Lauterbacher Krankenhaus behandelt acht Corona-Patienten aus dem Vogelsberg / Erste Patienten-Verlegung aus Rhein-Main-Gebiet.

Die Coronazahlen steigen. Auch der Vogelsbergkreis bleibt davor nicht verschont. Aktuell sind offiziell 126 aktive Fälle gemeldet. Der Großteil der Infizierten erlebt leichtere Verläufe in häuslicher Quarantäne. Dennoch steigt auch die Zahl derer, die im Krankenhaus behandelt werden müssen. „Die Dynamik ist beträchtlich. Das sah letzte Woche noch ganz anders aus“, sagt Tobias Plücker, der Chefarzt für Innere Medizin und Kardiologie am Lauterbacher Eichhof-Krankenhaus, der auch Hygienebeauftragter der Klinik ist, bei dem in Sachen Corona-Management alle Fäden zusammenlaufen.

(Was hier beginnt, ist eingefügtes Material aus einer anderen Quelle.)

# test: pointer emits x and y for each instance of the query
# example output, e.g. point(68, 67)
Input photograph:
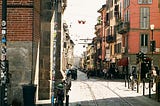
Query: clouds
point(82, 10)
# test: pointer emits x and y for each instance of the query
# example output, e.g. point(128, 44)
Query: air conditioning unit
point(123, 50)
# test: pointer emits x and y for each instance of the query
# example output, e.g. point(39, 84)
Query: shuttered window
point(144, 18)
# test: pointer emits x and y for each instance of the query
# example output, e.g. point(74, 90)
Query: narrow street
point(100, 92)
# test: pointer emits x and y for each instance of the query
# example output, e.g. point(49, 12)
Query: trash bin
point(29, 94)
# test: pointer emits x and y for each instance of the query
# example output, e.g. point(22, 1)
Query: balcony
point(110, 39)
point(123, 27)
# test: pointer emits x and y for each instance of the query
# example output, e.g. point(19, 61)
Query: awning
point(123, 61)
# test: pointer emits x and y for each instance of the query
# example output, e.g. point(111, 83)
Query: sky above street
point(85, 10)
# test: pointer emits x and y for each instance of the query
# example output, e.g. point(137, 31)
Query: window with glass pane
point(144, 39)
point(144, 18)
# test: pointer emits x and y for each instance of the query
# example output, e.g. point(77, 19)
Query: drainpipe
point(4, 62)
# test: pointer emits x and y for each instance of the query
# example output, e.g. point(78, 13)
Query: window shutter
point(139, 1)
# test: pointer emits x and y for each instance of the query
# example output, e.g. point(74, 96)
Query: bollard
point(67, 100)
point(143, 87)
point(149, 88)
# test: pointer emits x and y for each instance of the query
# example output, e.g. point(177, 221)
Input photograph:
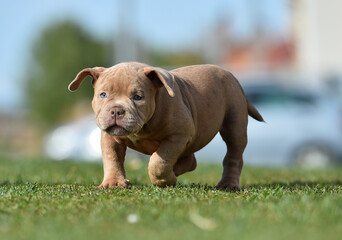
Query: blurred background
point(286, 54)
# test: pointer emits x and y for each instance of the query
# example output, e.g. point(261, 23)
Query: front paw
point(228, 185)
point(110, 183)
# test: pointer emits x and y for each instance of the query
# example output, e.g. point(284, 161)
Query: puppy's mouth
point(116, 130)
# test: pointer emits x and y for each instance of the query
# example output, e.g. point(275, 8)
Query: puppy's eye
point(103, 95)
point(137, 97)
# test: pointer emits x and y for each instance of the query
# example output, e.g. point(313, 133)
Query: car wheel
point(313, 157)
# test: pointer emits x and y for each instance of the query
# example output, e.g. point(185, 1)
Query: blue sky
point(158, 23)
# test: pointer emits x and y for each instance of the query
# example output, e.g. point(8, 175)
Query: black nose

Derzeit werden drei COVID-19-Patienten auf der Intensivstation des Lauterbacher Krankenhauses behandelt und zum Teil beatmet. Fünf Infizierte befinden sich – isoliert – auf der Normalstation. Die Tendenz ist steigend. „Zumal der Druck in größeren Kliniken wächst, die allmählich an ihre Kapazitätsgrenzen kommen“, weiß Plücker und berichtet, dass am Donnerstag die erste Patientin aus dem Rhein-Main-Gebiet wegen dortiger Engpässe ins Eichhof-Krankenhaus verlegt wurde.

Mit wachsender Sorge und sehr aufmerksam beobachteten die Mitglieder der Corona-„Task-Force“ der Klinik die Entwicklung der Fallzahlen, um entsprechend zu reagieren. Bereits zum zweiten Mal in diesem Jahr wurden die Pforten für Besucher geschlossen. „Wir hatten bisher noch keine Corona-Station ausgewiesen, treffen uns aber täglich im Krisenstab und besprechen die Lage“, erzählt Plücker und ergänzt, dass aufgrund der aktuellen Entwicklung die Inbetriebnahme der Corona-Isolierstation an diesem Freitag nun anstehe, um wegen der zunehmenden Zahl von Infizierten oder auch bei Verdachtsfällen eine klare räumliche Trennung von den anderen Abteilungen des Hauses zu schaffen. Aktuell sind vier Isolierzimmer für Corona-Patienten vorgesehen. Stiegen die Fallzahlen weiter und trete der Pandemieplan in Kraft, könnte die Isolierstation weiter vergrößert werden. Zunächst sind laut Plan auf einer halben Stationsebene 24 Zimmer mit 48 Betten vorgesehen, die innerhalb weniger Stunden in Betrieb genommen werden können. Die Zahl der Betten, in denen Patienten beatmet oder anderweitig intensivmedizinisch betreut werden können, hat sich am Krankenhaus Eichhof seit Ausbruch des Corona-Virus in Deutschland von sechs auf elf Einheiten nahezu verdoppelt. „Neun weitere Intensivbetten könnten wir im Notfall rekrutieren“, so der Chefarzt.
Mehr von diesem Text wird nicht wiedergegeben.